Andrew Raisbeck

Personal information
- Full name: Andrew Brown Raisbeck
- Date of birth: 10 April 1881
- Place of birth: Slamannan, Scotland
- Date of death: 23 October 1958 (aged 77)
- Place of death: Victoria, British Columbia, Canada
- Position: Half-back

Senior career*
- Years: Team / Apps / (Gls)
- Larkhall Thistle
- 1900–1901: Hibernian / 11 / (3)
- 1901–1902: Dundee / 0 / (0)
- 1902: Queens Park Rangers
- 1902–1904: Liverpool / 0 / (0)
- 1904–1907: Hull City / 47 / (5)

= Andrew Raisbeck =

Scottish footballer (1881–1958)

Andrew Brown Raisbeck (10 April 1881 – 23 October 1958) was a Scottish professional footballer of the early 1900s who played for clubs including Hibernian and Hull City.

==Career==
Born in Slamannan (then in Stirlingshire) but raised in a mining community near Cambuslang in South Lanarkshire, Raisback began his football career as a teenager with Larkhall Thistle, alongside elder brothers Bill (later of Clyde, Sunderland and Falkirk) and Alex (later captain of Liverpool, Partick Thistle and Scotland).

In 1900 he followed the route into the professional level taken by Alex and joined Hibernian, making 11 Scottish Football League appearances for the side which finished 3rd in the table. The following year he joined Dundee but did not make a league appearance, spending the end of the campaign with Queens Park Rangers in England. Ultimately, however, he next signed for Liverpool where his brother Alex was already an established player. He spent two years with the Anfield club but never appeared for the first team.
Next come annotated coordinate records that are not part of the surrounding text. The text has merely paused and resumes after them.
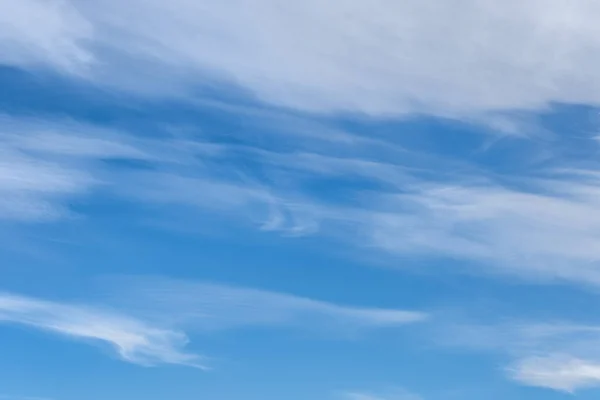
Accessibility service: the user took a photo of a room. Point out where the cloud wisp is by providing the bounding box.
[105,278,428,333]
[5,0,600,120]
[442,321,600,393]
[0,293,200,366]
[0,278,427,368]
[5,112,600,285]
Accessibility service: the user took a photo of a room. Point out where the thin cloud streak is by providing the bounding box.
[0,293,201,366]
[103,278,429,334]
[0,278,428,369]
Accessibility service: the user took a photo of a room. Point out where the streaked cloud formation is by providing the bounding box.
[0,0,600,115]
[0,116,600,285]
[0,278,427,368]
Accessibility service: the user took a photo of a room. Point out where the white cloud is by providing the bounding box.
[0,294,197,365]
[5,112,600,285]
[0,0,93,73]
[509,355,600,393]
[341,389,422,400]
[442,321,600,393]
[104,278,428,333]
[0,0,600,119]
[0,278,427,368]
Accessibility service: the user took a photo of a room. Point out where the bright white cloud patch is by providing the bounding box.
[0,0,93,73]
[0,0,600,115]
[0,294,197,365]
[510,355,600,392]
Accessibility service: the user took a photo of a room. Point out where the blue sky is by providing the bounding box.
[0,0,600,400]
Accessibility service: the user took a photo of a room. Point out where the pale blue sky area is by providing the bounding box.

In 1904, he transferred to the newly formed Hull City. They did not play in official competitions in their first year, but their many friendlies included a home meeting with Liverpool which the visitors won 6–2. Over the next two campaigns in the Football League Second Division, Raisbeck made 47 league appearances and scored 5 goals, including one in a 4–0 victory over West Bromwich Albion.

==Personal life==
In 1907, Raisbeck decided to leave Hull City and emigrate to a new life in Canada, accompanied by many of his family members including his footballing brother Bill. He died in 1958 in British Columbia.

In addition to the three brothers, their cousin Luke Raisbeck was also a footballer who played for several clubs including West Ham United and Blackpool.